“Thank you,” said the doctor, and looking at his watch he continued, “It is now half-past six—just six hours ago. Did you partake of anything in the way of spirits?”
“No, nothing of the kind,” answered Grenits, “nothing but a little pale ale.”
The doctor then placed his thermometers in position under the patient’s arms.
While all this was doing, van Rheijn was busily employed dividing the opium into twenty-five equal parts. Then he lit the lamps, and, warming the bits of opium at the flame of the little lamp to make them soft, he kneaded into each of them some very finely cut Javanese tobacco, and then rolled them into small round pills. His friends looked on with some surprise at the dexterity with which he performed these manipulations; for he had not told them that, previously, he had asked Lim Ho to show him how the thing ought to be done. This lesson the wily Chinaman had been only too willing to give him. “Who knows,” thought he, with a grin, “perhaps the Europeans may take a fancy to the delicacy.” When Edward had prepared his pills, he produced the bedoedan. It consisted of a tolerably thick bamboo stem some nine or ten inches in length, highly polished and of a beautiful light-brown tint. This stem was open at one end and sealed at the other. Very near to the closed end and at right angles to the stem, a small earthenware bowl was inserted into the wood.
“It is a spick-span brand new one, I can assure you,” said van Rheijn to Theodoor, “I bought it myself for this very occasion.”
“Thank heaven for that!” cried Grenits. “Just fancy if one of those old sots had been sucking and slobbering at it!

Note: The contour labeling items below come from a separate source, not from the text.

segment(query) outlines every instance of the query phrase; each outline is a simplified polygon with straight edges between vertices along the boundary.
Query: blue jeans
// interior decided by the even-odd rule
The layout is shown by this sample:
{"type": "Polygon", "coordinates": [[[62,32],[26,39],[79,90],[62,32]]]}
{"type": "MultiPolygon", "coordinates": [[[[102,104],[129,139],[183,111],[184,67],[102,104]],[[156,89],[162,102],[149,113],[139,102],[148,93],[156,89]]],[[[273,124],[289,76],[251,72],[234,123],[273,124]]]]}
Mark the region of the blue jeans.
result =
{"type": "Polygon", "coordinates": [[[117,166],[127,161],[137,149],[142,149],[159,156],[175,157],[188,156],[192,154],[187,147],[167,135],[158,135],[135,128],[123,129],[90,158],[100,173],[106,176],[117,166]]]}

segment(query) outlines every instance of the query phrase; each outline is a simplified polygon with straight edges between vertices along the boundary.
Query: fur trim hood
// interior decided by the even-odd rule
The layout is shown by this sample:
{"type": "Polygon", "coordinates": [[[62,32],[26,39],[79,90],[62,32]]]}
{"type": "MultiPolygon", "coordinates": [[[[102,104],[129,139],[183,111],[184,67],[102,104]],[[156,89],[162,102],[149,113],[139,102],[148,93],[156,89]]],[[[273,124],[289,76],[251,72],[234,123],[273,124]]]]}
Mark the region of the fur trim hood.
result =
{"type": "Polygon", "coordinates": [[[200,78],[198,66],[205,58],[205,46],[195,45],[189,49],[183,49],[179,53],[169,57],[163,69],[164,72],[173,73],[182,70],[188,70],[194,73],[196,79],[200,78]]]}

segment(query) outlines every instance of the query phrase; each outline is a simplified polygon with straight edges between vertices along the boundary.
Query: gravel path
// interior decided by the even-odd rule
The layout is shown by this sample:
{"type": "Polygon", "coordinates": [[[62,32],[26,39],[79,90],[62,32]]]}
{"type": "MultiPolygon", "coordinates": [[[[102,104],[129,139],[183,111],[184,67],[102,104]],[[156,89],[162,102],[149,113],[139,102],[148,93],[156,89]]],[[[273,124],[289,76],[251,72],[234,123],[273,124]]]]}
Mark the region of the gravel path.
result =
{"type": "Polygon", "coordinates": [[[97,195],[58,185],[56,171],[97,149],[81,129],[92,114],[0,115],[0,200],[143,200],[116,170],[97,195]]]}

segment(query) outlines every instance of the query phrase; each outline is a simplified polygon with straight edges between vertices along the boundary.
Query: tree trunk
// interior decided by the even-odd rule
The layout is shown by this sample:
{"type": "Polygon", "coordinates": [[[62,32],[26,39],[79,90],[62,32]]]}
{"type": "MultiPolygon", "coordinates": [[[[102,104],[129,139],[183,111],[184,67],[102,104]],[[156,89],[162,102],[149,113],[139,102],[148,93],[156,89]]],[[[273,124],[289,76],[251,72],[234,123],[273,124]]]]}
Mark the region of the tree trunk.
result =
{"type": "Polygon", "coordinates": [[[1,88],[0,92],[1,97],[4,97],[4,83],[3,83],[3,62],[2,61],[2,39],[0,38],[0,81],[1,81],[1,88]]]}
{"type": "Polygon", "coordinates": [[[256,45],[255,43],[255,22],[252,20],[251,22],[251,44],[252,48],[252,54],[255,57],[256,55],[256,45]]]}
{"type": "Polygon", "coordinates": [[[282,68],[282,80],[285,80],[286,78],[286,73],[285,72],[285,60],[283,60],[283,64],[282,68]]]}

Bah! it makes me sick to think of it.”
“That shows how innocent you are,” rejoined van Rheijn, “your real lover of opium, your ‘feinschmecker,’ prizes an old pipe very highly. When the stem is thoroughly saturated and the bowl thickly encrusted with juice, the smoke must be indeed delicious.”
Thus saying, Edward put one of the little pills into the bowl and handed the pipe, thus loaded, to his friend, while he drew the little table with the lamp within easy reach of the smoker.
Grenits lay stretched out at full length on the divan, the front of his kabaai was wide open, so that the action of the chest was plainly visible, and his head rested on a somewhat hard pillow.
“Now,” remarked Grashuis, “there is only one thing lacking, and that is the greasy filthy pillow we saw in the den at Kaligaweh.”